Single Touch Payroll is almost here!

Single Touch Payroll (STP) is effectively a direct reporting connection between the payroll records of a business and the Government. It submits all payroll data, including amounts paid to employees, the tax withheld and superannuation due, for each individual employee at the time pay run is completed. In most cases this will occur directly from the payroll software of the business.

One way or another, all employers will eventually have to report STP data in some way. For most, this will be through their payroll software. For micro-businesses however (those with four or fewer employees), the ATO has said that a digital solution won't be mandatory for the first few years. Instead, they will have the option of submitting quarterly STP data as a part of Business Activity Statement reporting or through an accountant.

For the coming year, 'closely-held' employees of smaller organisations will also be exempted from reporting. This term usually refers to employees of businesses who are also owners. Many such 'employees' are not actually paid as part of a regular payroll cycle. They may take money out of the business from time to time, but this may be allocated to salary, a loan account, or some other entry. Their annual 'salary' amount isn't determined until the end of the financial year, often as a part of their tax planning. This makes periodic payroll reporting very difficult, and was highlighted during the ATO's consultation process.

The exemption from STP reporting for closely-held employees is only for the 2019-20 financial year though. After that time, payroll data for such employees will need to be reported quarterly, even if based only on an estimate.
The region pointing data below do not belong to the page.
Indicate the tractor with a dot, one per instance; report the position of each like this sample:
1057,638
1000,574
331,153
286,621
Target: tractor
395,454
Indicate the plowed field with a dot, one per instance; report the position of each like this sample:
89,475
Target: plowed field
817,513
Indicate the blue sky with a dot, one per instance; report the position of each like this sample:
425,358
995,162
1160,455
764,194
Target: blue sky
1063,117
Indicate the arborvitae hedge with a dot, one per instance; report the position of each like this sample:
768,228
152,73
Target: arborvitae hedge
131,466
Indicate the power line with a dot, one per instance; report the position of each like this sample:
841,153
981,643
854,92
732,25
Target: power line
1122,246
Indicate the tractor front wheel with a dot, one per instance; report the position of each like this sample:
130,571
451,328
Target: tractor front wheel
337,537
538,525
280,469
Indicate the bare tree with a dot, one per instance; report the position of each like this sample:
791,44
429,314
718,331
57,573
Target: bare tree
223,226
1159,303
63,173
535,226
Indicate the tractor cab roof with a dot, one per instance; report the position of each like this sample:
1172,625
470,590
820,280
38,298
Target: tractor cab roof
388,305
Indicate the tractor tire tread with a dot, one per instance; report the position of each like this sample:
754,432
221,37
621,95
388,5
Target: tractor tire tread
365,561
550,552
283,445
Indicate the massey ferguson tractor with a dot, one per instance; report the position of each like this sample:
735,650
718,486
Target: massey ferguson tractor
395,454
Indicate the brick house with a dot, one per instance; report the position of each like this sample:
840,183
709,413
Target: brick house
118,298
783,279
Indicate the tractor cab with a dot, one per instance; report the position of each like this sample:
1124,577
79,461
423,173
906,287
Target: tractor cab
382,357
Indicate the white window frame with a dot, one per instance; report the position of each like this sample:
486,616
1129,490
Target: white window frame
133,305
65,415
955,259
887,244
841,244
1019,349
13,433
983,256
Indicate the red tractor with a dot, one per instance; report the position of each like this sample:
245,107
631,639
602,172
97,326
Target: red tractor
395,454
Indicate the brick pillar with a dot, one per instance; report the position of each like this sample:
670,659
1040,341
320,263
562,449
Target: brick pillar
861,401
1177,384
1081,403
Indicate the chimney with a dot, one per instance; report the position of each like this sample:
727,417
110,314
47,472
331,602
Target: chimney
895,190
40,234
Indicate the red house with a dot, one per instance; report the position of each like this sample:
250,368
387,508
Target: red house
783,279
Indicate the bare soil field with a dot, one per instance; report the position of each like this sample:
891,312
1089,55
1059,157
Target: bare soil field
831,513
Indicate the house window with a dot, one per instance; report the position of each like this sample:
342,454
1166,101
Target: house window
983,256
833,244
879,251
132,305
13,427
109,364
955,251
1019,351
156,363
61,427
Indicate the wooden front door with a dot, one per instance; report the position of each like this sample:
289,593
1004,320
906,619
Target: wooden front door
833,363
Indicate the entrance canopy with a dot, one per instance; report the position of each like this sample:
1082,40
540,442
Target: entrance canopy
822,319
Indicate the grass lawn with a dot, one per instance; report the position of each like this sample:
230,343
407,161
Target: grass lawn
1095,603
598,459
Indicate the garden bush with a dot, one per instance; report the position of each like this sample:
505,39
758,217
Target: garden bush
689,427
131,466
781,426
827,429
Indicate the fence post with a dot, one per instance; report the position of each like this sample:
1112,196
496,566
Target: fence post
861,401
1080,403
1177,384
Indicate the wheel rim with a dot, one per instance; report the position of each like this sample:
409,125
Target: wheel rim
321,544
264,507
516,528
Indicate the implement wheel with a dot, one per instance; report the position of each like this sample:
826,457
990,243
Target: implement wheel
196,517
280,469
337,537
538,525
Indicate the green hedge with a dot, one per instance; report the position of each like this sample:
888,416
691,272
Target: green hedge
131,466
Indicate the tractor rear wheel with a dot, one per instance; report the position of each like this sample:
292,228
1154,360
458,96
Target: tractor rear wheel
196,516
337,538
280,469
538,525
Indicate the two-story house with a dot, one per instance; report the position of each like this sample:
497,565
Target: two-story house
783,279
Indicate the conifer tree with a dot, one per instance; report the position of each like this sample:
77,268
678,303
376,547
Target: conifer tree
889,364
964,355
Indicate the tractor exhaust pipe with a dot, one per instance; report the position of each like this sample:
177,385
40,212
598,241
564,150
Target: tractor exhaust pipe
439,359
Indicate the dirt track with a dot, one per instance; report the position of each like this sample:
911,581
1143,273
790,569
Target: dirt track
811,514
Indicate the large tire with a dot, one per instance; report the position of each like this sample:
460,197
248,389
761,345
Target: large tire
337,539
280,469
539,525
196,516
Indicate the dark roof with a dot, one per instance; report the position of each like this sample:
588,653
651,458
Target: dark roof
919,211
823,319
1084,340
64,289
The employer will then be required to submit a final declaration, with completed STP data, by the lodgement date for the income tax return of the closely held employee(s).

While the ATO's stated goal is compliance rather than penalisation, there is one significant penalty to note. Legislation was passed last year that provided that where an employer fails to report PAYG withholding amounts through STP for any employee, a deduction will be denied for the relevant payroll amount for that quarter. That is, amounts paid to an employee for a quarter will be non-deductible where the payroll information for that employee has not been submitted via STP.

If you already pay your employees using payroll software, check with your vendor as to how and when their application will be compliant. For those who don't currently use payroll software, your best option is probably going to be to start doing so. There are a number of possible options, and it's likely that if you're already using a software suite for your accounting, a payroll option is available.

So-called 'micro' businesses can access one of many no- or low-cost payroll solutions (a list of which has been compiled by the ATO). The going rate to use one of these options seems to be around $10 per month, which could be a no-brainer if it also saves time on paperwork and compliance.

The ATO is aware that even with so many different options available, up to 10 per cent of employers in Australia remain (what it terms) 'digitally disengaged', which means that their record-keeping is largely not computerised. As noted above, these businesses, if they cannot implement a software solution, will have to report in other ways. The door is also open to having the reporting obligation out-sourced, which may include an accountant.